High Court decides against ordering Devon County Council to provide interim placement for social interaction
- Umamah Malik
- Jan 19, 2024
- 2 min read
RJ, R v Devon County Council [2023] shows that a breach to provide suitable education does not necessarily mean that a court will grant all of parents’ requests. If you can make a case that the most appropriate interim education differs from that which is being requested by parents, evidence will be considered with a forward-looking outlook.
Brief background
This Judicial Review Hearing, held on 2 March 2023, related to a First Tier Tribunal (FTT) decision in September 2022 for an 11-year-old child (RJ). RJ had ASD, anxiety, hyper-mobility, dyspraxia and sensory processing difficulties.
Due to non-attendance at a mainstream junior school, the Local Authority organised a bespoke package which included a two day a week placement at Tubers Academy for professional video production and digital media lessons. Following a review, a final EHC Plan was produced in October 2022 which named Marland Primary School (a community school). Concurrently, the funding for the previous junior school and Tubers Academy abruptly stopped.
Parents had requested EOTIS whilst the Local Authority submitted that Marland School could meet RJ’s needs. The FTT found Maryland School unsuitable to meet RJ’s needs and EOTIS overly restrictive as to academic, social and emotional development. As such, the FTT ruled that a specialist setting be named in Section I of the EHC Plan.
Judicial Review Hearing
Due to uncertainty as to the family’s living arrangements, the Tribunal did not have a named school. The claimant requested a mandatory order which included that the Local Authority be made to place RJ at Tubers Academy for the interim period.

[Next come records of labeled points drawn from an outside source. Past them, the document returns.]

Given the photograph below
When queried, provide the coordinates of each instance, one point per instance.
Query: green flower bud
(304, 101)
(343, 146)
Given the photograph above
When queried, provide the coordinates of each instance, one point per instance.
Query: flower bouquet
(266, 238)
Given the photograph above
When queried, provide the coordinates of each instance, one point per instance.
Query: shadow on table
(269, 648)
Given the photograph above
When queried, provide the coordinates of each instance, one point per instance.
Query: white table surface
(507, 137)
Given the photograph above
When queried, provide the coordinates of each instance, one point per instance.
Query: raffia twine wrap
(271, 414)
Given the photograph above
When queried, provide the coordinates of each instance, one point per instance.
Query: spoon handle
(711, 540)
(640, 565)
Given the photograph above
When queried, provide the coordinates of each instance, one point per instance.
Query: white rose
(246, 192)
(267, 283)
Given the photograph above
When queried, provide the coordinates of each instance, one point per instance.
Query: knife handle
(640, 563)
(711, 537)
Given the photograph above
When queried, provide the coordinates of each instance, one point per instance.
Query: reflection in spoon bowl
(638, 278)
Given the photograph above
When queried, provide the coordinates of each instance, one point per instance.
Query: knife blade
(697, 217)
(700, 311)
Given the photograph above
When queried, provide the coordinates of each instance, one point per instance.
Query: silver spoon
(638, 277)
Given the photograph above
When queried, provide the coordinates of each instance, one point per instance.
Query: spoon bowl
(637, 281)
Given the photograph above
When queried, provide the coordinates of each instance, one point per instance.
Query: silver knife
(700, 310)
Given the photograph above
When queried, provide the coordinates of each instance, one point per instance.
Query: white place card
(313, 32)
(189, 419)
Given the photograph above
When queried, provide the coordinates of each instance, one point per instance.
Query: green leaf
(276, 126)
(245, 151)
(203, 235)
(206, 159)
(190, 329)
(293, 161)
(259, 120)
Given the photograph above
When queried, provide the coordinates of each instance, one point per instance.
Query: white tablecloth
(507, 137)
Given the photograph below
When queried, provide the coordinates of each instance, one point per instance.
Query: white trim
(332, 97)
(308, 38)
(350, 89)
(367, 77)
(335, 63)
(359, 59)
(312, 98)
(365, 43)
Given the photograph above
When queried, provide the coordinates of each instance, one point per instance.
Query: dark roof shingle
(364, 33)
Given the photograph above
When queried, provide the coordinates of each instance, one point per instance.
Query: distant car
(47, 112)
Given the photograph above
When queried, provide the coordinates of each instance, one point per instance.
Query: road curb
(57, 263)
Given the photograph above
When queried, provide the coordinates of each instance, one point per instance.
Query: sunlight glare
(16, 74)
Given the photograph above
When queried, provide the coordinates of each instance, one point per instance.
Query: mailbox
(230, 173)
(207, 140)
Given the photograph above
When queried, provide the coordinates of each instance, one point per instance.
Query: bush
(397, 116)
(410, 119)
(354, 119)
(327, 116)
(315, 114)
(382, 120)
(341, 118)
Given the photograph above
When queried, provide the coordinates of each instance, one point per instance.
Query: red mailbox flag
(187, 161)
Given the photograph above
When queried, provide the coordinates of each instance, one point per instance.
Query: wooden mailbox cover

There was evidence that Tubers Academy would be able to admit RJ and provide him with the social group he requires.
However, the Local Authority argued against this on the basis that this could increase RJ’s reluctance to attend a new specialist school. RJ was unwilling to attend Maryland School, albeit later found unsuitable, because of his belief that this was the reason that Tubers Academy was taken away from him. A return would likely exacerbate difficulties as Tubers Academy would be taken away again.
The High Court granted the claimant’s requested order save for an interim placement at Tubers Academy. It was of the view that this was not the only justifiable response. Evidence showed that RJ could interact with peers at the setting where SALT provision was to be received which was sufficient to fulfil the requirements of social interaction within the EHC Plan.
Practical Points
The case is a helpful reminder that a child or young person’s SEN and SEP may not only be fulfilled by an interim placement – indeed, nor may it be appropriate. A child or young person’s unwillingness to engage in a school setting should be taken into consideration for suitable arrangements. Whilst the Judge acknowledged that the LA’s abrupt ending of the Tubers Academy placement likely contributed to RJ’s disengagement with school settings, the High Court focused on a realistic response which could address the resulting issues.